Cavity response to superfluid helium. (a) Measured resonance frequency shifts $\mathrm{\Delta }{\omega }_0/2\pi$ (blue dots, left axis) and loaded quality factor $Q_L$ (green triangles, right axis) as functions of superfluid volume supplied to the cell (bottom axis) and relative bulk helium level $H$ in the reservoir (top axis). Each data point corresponds to an increase in superfluid volume of $\mathrm{\Delta }{V}_{\mathrm{sf}}\sim 2.3{\mathrm{mm}}^3$ and reservoir level $\mathrm{\Delta }H\sim 70\mu \mathrm{m}$. (b) Different filling state corresponding to the different regimes in (a). (c) Frequency shift (blue dots, left axis) and quality factor (green triangles, right axis) as functions of center pin voltage bias $V_{\mathrm{cp}}$ at fixed helium level in the capillary action regime indicated by arrow in (a). Gray dots are frequency shifts extracted from single-shot cavity transmission measurements with $N=80$ such measurements per voltage bias point $V_{\mathrm{cp}}$. The blue data points are averages over the single-shot measurements at each point.

Figure 3

Detection of a trapped electron ensemble on superfluid helium in a cavity transmission experiment. (a) Normalized transmitted power through the cavity as a function of center pin trap voltage $V_{\mathrm{cp}}$. (b) Normalized transmission spectra at $V_{\mathrm{cp}}=+0.91$ and $+2.8\mathrm{V}$, showing a shift in resonance frequency and a reduction in transmitted power at the bias points indicated by the dashed vertical lines in (a).

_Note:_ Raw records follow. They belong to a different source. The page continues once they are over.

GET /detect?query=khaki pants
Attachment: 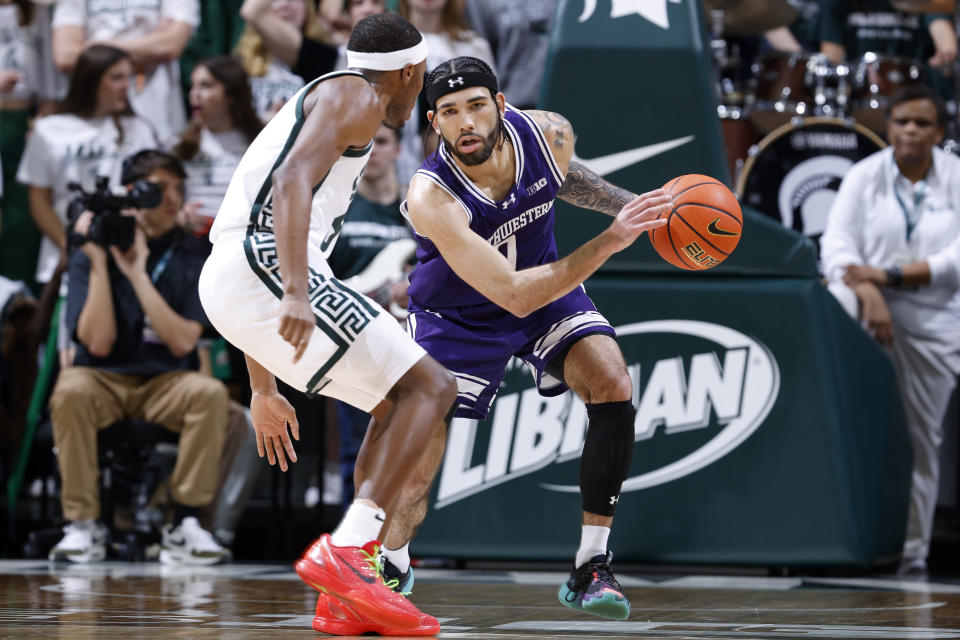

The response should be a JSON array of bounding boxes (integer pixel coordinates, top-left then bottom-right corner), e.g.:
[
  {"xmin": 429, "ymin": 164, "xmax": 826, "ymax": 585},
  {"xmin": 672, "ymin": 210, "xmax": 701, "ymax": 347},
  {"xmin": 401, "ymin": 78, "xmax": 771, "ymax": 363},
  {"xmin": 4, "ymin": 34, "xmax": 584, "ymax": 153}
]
[{"xmin": 50, "ymin": 367, "xmax": 229, "ymax": 522}]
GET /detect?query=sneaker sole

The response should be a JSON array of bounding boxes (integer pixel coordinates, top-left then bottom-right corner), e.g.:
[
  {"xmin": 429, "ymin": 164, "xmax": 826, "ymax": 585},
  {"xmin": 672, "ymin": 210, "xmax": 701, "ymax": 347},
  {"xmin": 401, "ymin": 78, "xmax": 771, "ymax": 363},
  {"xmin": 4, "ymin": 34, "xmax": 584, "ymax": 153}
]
[
  {"xmin": 295, "ymin": 556, "xmax": 430, "ymax": 631},
  {"xmin": 159, "ymin": 550, "xmax": 229, "ymax": 566},
  {"xmin": 313, "ymin": 592, "xmax": 438, "ymax": 636},
  {"xmin": 557, "ymin": 583, "xmax": 631, "ymax": 621},
  {"xmin": 48, "ymin": 548, "xmax": 106, "ymax": 564}
]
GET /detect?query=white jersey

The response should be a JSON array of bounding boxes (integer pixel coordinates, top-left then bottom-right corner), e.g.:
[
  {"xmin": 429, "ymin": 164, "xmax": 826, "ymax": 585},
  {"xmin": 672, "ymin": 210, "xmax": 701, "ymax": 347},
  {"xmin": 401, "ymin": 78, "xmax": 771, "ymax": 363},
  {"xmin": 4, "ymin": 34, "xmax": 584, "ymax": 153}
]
[{"xmin": 210, "ymin": 71, "xmax": 373, "ymax": 260}]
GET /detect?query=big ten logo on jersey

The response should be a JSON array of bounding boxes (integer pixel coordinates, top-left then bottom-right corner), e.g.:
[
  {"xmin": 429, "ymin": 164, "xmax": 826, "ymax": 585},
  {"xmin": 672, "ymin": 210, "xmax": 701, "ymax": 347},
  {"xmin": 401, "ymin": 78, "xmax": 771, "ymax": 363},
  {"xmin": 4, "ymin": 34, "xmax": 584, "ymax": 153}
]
[
  {"xmin": 526, "ymin": 177, "xmax": 548, "ymax": 197},
  {"xmin": 682, "ymin": 241, "xmax": 722, "ymax": 268},
  {"xmin": 434, "ymin": 320, "xmax": 779, "ymax": 508}
]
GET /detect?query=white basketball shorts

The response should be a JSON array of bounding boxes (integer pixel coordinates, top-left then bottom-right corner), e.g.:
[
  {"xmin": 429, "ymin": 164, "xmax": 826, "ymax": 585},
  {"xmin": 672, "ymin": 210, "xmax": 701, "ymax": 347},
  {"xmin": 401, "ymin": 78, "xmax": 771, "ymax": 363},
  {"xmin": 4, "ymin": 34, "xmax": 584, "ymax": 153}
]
[{"xmin": 199, "ymin": 229, "xmax": 426, "ymax": 412}]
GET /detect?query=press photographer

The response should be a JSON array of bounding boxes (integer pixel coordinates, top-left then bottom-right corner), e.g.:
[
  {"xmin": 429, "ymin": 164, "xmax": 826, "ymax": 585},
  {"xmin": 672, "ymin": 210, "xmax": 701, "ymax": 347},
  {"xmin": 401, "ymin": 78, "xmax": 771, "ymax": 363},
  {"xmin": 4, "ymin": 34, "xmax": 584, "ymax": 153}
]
[{"xmin": 47, "ymin": 149, "xmax": 230, "ymax": 566}]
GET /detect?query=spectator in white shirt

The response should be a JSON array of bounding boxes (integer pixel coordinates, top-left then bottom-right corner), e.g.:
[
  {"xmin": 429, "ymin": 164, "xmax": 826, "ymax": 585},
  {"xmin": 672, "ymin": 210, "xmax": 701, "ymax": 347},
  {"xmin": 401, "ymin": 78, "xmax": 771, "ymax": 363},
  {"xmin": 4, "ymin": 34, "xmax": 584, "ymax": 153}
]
[
  {"xmin": 16, "ymin": 45, "xmax": 157, "ymax": 285},
  {"xmin": 170, "ymin": 56, "xmax": 263, "ymax": 238},
  {"xmin": 820, "ymin": 84, "xmax": 960, "ymax": 577},
  {"xmin": 51, "ymin": 0, "xmax": 200, "ymax": 141},
  {"xmin": 235, "ymin": 0, "xmax": 327, "ymax": 122}
]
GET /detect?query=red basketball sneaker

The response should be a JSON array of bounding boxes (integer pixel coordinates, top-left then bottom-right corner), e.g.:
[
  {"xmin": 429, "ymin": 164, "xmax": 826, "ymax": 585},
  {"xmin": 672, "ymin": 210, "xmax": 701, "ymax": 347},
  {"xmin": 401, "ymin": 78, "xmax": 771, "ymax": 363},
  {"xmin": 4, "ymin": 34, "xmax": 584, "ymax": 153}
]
[
  {"xmin": 295, "ymin": 534, "xmax": 436, "ymax": 631},
  {"xmin": 312, "ymin": 591, "xmax": 440, "ymax": 636}
]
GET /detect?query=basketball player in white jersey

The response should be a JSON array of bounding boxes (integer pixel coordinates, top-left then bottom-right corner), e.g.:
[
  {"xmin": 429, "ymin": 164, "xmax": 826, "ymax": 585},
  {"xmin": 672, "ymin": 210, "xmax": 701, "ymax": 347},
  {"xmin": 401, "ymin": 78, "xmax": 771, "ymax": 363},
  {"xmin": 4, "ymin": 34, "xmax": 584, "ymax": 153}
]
[{"xmin": 198, "ymin": 13, "xmax": 455, "ymax": 636}]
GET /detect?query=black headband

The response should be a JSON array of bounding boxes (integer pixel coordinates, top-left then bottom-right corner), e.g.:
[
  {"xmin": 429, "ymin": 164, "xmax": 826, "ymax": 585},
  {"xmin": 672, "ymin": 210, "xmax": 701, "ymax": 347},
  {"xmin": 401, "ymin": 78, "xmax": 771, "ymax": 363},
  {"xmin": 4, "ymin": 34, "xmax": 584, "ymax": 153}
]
[{"xmin": 426, "ymin": 71, "xmax": 499, "ymax": 109}]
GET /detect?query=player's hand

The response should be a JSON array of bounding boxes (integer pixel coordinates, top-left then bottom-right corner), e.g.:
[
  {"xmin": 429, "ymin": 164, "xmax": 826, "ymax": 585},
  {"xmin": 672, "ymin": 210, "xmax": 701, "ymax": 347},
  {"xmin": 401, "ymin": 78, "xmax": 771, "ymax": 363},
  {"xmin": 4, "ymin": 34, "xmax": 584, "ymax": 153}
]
[
  {"xmin": 607, "ymin": 189, "xmax": 671, "ymax": 251},
  {"xmin": 250, "ymin": 390, "xmax": 300, "ymax": 471},
  {"xmin": 278, "ymin": 293, "xmax": 314, "ymax": 363}
]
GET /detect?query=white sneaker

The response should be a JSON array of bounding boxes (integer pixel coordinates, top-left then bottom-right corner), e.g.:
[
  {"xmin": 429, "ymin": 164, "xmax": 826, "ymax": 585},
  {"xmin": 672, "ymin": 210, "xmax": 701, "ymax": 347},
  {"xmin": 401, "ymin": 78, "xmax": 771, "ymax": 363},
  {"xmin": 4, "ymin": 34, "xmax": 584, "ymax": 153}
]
[
  {"xmin": 48, "ymin": 520, "xmax": 107, "ymax": 563},
  {"xmin": 160, "ymin": 516, "xmax": 231, "ymax": 566}
]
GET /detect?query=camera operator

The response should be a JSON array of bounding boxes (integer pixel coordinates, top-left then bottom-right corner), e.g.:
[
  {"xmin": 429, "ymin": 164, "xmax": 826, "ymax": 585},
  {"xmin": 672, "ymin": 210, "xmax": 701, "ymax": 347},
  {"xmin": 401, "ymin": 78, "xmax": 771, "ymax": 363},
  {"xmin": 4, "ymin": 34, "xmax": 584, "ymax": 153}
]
[{"xmin": 48, "ymin": 149, "xmax": 230, "ymax": 566}]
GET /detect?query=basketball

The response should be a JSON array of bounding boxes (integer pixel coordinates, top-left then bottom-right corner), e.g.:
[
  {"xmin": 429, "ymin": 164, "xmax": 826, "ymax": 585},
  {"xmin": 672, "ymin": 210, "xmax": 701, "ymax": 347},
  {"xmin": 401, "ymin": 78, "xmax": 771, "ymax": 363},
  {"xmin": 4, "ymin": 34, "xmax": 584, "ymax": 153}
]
[{"xmin": 649, "ymin": 174, "xmax": 743, "ymax": 270}]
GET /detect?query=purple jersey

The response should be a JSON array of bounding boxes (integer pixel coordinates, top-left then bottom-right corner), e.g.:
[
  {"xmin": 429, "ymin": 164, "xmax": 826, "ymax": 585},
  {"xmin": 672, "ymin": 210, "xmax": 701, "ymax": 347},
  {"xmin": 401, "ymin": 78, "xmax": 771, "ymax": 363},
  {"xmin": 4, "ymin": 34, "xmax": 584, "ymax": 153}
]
[
  {"xmin": 401, "ymin": 106, "xmax": 616, "ymax": 420},
  {"xmin": 402, "ymin": 106, "xmax": 566, "ymax": 309}
]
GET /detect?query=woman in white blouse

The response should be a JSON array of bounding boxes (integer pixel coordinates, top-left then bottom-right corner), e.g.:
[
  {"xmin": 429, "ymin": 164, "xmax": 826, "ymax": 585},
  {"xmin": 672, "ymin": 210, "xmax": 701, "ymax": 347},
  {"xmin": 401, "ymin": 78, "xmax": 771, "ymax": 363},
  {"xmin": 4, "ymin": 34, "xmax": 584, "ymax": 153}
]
[
  {"xmin": 820, "ymin": 85, "xmax": 960, "ymax": 577},
  {"xmin": 170, "ymin": 56, "xmax": 263, "ymax": 239},
  {"xmin": 16, "ymin": 44, "xmax": 156, "ymax": 286}
]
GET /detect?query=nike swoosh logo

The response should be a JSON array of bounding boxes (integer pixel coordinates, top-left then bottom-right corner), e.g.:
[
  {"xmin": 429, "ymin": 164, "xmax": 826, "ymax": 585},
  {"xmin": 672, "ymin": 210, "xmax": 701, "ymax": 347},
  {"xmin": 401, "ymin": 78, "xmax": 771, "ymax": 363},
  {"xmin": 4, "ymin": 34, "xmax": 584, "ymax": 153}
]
[
  {"xmin": 334, "ymin": 550, "xmax": 378, "ymax": 584},
  {"xmin": 707, "ymin": 218, "xmax": 739, "ymax": 237},
  {"xmin": 571, "ymin": 135, "xmax": 695, "ymax": 177}
]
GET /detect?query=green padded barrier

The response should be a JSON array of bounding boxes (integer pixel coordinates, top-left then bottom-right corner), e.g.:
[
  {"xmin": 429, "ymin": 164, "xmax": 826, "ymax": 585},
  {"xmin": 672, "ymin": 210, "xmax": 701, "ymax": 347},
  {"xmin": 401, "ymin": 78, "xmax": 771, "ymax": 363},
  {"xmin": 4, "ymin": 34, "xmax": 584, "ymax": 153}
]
[{"xmin": 413, "ymin": 278, "xmax": 910, "ymax": 568}]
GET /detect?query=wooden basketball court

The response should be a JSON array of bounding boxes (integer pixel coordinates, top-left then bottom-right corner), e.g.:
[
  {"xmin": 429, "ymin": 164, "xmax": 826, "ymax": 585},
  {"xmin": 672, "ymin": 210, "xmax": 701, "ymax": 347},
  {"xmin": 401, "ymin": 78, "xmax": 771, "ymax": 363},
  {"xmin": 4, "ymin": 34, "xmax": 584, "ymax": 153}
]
[{"xmin": 2, "ymin": 560, "xmax": 960, "ymax": 638}]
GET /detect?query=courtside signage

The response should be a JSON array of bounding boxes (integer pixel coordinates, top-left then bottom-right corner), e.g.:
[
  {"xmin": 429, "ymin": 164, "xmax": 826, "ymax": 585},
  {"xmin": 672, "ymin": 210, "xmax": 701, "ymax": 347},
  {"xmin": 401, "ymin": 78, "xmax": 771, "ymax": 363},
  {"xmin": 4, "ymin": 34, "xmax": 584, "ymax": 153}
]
[{"xmin": 435, "ymin": 320, "xmax": 780, "ymax": 509}]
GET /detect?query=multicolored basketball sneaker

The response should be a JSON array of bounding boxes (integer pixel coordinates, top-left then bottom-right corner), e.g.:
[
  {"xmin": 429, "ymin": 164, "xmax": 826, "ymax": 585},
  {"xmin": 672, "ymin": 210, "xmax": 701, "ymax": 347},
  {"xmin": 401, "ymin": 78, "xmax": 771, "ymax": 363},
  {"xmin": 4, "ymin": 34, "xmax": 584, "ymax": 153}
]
[
  {"xmin": 295, "ymin": 534, "xmax": 437, "ymax": 631},
  {"xmin": 381, "ymin": 556, "xmax": 415, "ymax": 595},
  {"xmin": 557, "ymin": 552, "xmax": 631, "ymax": 620},
  {"xmin": 312, "ymin": 590, "xmax": 438, "ymax": 636}
]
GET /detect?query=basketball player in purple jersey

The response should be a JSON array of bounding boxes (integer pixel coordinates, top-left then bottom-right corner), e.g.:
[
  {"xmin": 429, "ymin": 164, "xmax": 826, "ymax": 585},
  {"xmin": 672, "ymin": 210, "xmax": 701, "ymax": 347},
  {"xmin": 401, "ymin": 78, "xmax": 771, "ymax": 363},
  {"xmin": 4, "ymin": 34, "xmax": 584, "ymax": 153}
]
[{"xmin": 374, "ymin": 57, "xmax": 671, "ymax": 621}]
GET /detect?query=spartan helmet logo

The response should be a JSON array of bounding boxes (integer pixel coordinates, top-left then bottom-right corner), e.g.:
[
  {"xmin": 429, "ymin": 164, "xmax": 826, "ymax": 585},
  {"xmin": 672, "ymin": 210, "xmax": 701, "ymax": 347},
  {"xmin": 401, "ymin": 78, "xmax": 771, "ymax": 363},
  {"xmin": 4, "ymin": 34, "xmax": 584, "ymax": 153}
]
[{"xmin": 448, "ymin": 76, "xmax": 464, "ymax": 88}]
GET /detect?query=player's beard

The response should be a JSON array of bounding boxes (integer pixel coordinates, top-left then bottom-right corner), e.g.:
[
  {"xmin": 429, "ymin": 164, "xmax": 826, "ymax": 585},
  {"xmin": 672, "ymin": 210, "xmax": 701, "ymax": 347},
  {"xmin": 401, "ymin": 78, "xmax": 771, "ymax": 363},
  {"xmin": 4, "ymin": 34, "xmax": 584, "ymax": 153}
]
[{"xmin": 443, "ymin": 113, "xmax": 503, "ymax": 166}]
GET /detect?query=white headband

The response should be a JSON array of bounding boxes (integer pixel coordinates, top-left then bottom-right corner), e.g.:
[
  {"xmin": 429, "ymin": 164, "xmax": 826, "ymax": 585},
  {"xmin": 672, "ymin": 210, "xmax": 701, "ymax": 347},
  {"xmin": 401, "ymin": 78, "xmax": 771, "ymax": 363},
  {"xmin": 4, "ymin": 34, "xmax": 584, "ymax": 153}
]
[{"xmin": 346, "ymin": 40, "xmax": 429, "ymax": 71}]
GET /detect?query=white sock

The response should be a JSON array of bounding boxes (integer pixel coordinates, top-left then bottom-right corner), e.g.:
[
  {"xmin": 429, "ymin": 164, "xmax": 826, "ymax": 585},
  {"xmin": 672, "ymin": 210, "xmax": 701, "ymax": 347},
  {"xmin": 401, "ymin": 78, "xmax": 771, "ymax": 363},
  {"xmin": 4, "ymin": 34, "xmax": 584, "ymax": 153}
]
[
  {"xmin": 383, "ymin": 542, "xmax": 411, "ymax": 573},
  {"xmin": 575, "ymin": 525, "xmax": 610, "ymax": 568},
  {"xmin": 330, "ymin": 502, "xmax": 386, "ymax": 548}
]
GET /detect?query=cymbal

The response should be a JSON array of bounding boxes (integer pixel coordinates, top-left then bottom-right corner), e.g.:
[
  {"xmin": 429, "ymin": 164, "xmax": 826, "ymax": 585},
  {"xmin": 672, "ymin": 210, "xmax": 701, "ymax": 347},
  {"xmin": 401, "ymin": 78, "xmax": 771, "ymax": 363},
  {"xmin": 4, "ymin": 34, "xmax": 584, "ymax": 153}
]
[
  {"xmin": 891, "ymin": 0, "xmax": 954, "ymax": 12},
  {"xmin": 703, "ymin": 0, "xmax": 797, "ymax": 35}
]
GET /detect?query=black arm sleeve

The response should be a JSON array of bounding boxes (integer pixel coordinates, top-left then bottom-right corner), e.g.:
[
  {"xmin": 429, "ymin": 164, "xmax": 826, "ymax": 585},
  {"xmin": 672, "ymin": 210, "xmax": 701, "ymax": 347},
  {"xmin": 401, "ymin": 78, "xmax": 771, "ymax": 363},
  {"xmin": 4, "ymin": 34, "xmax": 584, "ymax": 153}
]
[{"xmin": 293, "ymin": 37, "xmax": 339, "ymax": 82}]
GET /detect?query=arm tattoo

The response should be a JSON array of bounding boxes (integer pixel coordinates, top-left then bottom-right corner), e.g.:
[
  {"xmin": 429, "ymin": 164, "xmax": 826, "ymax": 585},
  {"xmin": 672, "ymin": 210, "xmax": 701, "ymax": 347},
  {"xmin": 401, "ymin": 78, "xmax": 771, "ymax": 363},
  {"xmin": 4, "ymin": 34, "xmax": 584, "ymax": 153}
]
[
  {"xmin": 543, "ymin": 111, "xmax": 569, "ymax": 149},
  {"xmin": 557, "ymin": 161, "xmax": 636, "ymax": 216}
]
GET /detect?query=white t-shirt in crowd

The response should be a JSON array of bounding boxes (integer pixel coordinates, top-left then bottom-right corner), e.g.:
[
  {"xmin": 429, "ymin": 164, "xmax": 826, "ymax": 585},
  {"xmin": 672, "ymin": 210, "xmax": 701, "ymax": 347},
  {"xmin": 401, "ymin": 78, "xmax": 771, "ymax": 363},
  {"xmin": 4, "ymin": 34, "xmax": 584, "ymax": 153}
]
[
  {"xmin": 0, "ymin": 5, "xmax": 63, "ymax": 102},
  {"xmin": 16, "ymin": 113, "xmax": 157, "ymax": 282},
  {"xmin": 396, "ymin": 30, "xmax": 496, "ymax": 189},
  {"xmin": 52, "ymin": 0, "xmax": 200, "ymax": 140},
  {"xmin": 250, "ymin": 61, "xmax": 304, "ymax": 123},
  {"xmin": 176, "ymin": 128, "xmax": 250, "ymax": 218}
]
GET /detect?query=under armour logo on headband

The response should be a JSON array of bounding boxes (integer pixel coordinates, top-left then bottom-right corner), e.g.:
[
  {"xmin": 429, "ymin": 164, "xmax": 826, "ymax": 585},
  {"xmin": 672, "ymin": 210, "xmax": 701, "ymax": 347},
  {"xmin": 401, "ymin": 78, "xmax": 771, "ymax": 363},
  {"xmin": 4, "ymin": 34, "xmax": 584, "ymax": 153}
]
[{"xmin": 448, "ymin": 77, "xmax": 464, "ymax": 88}]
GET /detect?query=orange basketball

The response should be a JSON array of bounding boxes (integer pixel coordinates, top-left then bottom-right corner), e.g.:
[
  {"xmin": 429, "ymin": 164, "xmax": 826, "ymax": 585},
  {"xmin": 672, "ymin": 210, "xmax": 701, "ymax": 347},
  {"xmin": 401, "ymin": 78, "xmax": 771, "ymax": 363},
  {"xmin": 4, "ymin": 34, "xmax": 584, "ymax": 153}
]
[{"xmin": 649, "ymin": 174, "xmax": 743, "ymax": 270}]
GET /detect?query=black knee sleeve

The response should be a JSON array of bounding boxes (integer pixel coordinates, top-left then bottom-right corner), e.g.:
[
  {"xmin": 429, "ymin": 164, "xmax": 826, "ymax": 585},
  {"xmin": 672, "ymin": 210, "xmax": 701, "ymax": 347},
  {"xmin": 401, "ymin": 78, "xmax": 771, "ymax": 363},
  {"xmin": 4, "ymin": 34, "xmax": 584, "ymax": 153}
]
[{"xmin": 580, "ymin": 400, "xmax": 636, "ymax": 516}]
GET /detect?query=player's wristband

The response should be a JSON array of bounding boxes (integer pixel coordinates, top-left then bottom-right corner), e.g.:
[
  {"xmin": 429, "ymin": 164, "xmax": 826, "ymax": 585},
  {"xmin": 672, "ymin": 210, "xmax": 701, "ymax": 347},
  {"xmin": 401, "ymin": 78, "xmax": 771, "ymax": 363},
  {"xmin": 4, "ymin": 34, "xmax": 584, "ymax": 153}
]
[{"xmin": 885, "ymin": 266, "xmax": 904, "ymax": 287}]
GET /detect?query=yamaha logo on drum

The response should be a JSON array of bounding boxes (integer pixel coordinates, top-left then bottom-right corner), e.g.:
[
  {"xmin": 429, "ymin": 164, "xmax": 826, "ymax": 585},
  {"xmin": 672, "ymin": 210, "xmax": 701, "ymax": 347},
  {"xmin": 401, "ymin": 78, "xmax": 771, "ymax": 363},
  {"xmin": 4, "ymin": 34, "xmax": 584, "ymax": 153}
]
[{"xmin": 789, "ymin": 131, "xmax": 858, "ymax": 151}]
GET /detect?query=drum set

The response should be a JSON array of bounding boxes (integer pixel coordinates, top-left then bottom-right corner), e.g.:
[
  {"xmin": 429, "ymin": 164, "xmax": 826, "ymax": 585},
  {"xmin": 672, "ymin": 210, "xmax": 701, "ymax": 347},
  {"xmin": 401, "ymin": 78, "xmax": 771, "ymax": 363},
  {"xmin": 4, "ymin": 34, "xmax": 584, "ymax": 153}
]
[{"xmin": 707, "ymin": 0, "xmax": 937, "ymax": 249}]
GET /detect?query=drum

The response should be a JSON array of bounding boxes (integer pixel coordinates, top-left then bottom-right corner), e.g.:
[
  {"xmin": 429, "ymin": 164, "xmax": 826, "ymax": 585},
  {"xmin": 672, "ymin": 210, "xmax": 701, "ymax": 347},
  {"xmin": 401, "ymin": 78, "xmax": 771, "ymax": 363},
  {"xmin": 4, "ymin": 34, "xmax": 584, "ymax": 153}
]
[
  {"xmin": 747, "ymin": 52, "xmax": 816, "ymax": 132},
  {"xmin": 719, "ymin": 113, "xmax": 761, "ymax": 185},
  {"xmin": 736, "ymin": 117, "xmax": 886, "ymax": 252},
  {"xmin": 850, "ymin": 52, "xmax": 924, "ymax": 134}
]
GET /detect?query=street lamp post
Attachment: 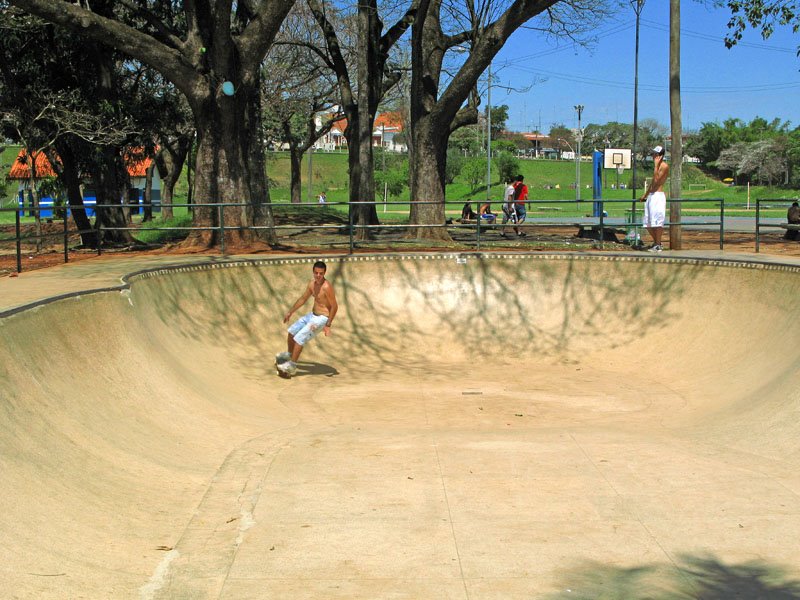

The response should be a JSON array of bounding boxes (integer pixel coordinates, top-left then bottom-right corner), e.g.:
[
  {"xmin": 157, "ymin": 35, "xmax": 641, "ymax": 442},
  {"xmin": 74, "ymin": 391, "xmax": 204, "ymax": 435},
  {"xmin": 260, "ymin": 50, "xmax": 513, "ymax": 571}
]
[
  {"xmin": 486, "ymin": 61, "xmax": 492, "ymax": 203},
  {"xmin": 574, "ymin": 104, "xmax": 584, "ymax": 201}
]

Solid red lines are fits to Lorentzians. (c) Resonance frequency and (d) loaded quality factor as functions of trap bias in the presence (blue) and absence (red) of an electron ensemble. In panels (a)–(d), electrons are first loaded into the cavity mode volume at an initial bias of $V_{\mathrm{cp}}=+3\mathrm{V}$ and a fixed helium level in the capillary regime with an uncharged shift of $\mathrm{\Delta }{\omega }_0/2\pi =-7.58\mathrm{MHz}$ and a reservoir level of $H\simeq 4\mathrm{mm}$. The blue line shows the trap voltage being swept from $+3$ to $-1\mathrm{V}$ and back in 4 mV steps, eventually depleting the trap region, while the red line shows the same sweep for an empty trap.

Figure 4

Measured cavity frequency shifts as a function of trap voltage bias $V_{\mathrm{cp}}$. Colors indicate consecutive cycles of the voltage sweep. In each cycle $V_{\mathrm{cp}}$ is decreased (arrows) until electrons are irreversibly lost from the trap and then increased to the initial value of 3.0 V. Gray dashed lines in the background show frequency shifts predicted by molecular dynamics simulation. For each of the four isoelectron number curves the number of electrons in the simulation is depicted to the left. A red dotted line indicates modeled electron loss with respect to a leak voltage of (530) mV. The isoelectron number curves from the experiment terminate within a small neighborhood of this loss frontier.